Growing food involves a simple understanding of nature, practical skills and patience, some of which can be learned by growing food within a community, enabling growers to learn from others’ skill and experience. Growing food in communities may also have the potential to improve community food security, increase community education around food, improve social wellness, and improve knowledge of the importance of biodiversity within our environment.
The concept of community orchards was introduced by the charity Common Ground in 1992, and many can be found throughout the UK.
Suffolk Traditional Orchard Group defines a traditional orchard to be “five or more unsprayed fruit and nut trees on vigorous rootstocks “at low densities” in grazed, or at least grazeable, ground cover, with their canopies no more than 20m apart”, and until recently, most farms and larger households would have had their own orchards or small collection of fruit trees, growing varieties of fruit that were suited to the local soil and habitat.
Community orchards were also grown close to colleges, churchyards, hospitals or other institutions to provide food for local people—past documentation shows that orchards were common in medieval times and that landowners and clergy often provided fruit trees for the local poor.
There is widespread cultural heritage surrounding orchards—at one time landowners paid their manual labourers in apples or apple cider and a gentleman’s fruit collection was an important part of the social landscape, a mark of status.
"Community orchards can be used as an educational resource"
There was also an abundance of varieties of fruits and nuts that were once deemed as characteristic of localities, with great names such as Chivers Delight, Winter Pomeroy and Barnock Beauty. This has since been lost due to the influx of higher yield varieties favoured by supermarkets.
British Apples & Pears give tonnage sales to UK supermarkets for only five apple varieties, yet the UK have developed over 2,500 varieties of apples, out of the 7,000 that exist worldwide, thus providing us, the consumer, with less choice and less flavour.
The People’s Trust for Endangered Species report that, “Ninety per cent of traditional orchards have been lost since the 1950s, due to neglect, development or conversion to intensive modern orchards, which have a negative impact on biodiversity”.
A change in lifestyle and attitudes to food may also have contributed to this decline, plus an increase in the import of foreign foods, change of agricultural subsidies, or the decline of small farms in the UK.
The orchard habitat is actually an assortment of several habitats, all within the same area—the tree habitat which provides blossom and fruit, plus cracks and crevices in the trees where birds and bats can nest.
But also, with wide-spaced trees, which is traditional in orchards, the grassland can also provide a home for fungi, small rodents and insects. With thousands of species of insects, mites and bugs within an orchard, it provides a very diverse ecosystem, which is important—to offer an environment which encourages pollinators including bees, pollinators of fruit trees, without which there would be no fruit.

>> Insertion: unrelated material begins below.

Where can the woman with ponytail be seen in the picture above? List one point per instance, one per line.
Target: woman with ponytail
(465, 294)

Food and culture are interwoven—foods and recipes can be used to transmit knowledge from one generation to the next and traditional orchards were often the centre of village life, multi-use environments, with all generations enjoying the space, not only for growing, but also for celebrations—apple day festivals or wassails, or just purely as a relaxing space—like an open-air village hall.
The loss of orchards over past years means not only the loss of space, but also the loss of shared experiences and activities that enable people from differing backgrounds and generations to come together, working towards a shared goal.
Community orchards are a great example of sharing the experience of growing food, where a community group works together with local authorities, or local landowners, to optimise a green space, bringing people together to share or learn new skills.
Community orchards can be used as an educational resource, teaching both adults and children, not only about food but also new skills such as wildlife watching, fencing, the maintenance of plants, the importance of diversity and social interaction, and older skills that have been passed down through generations.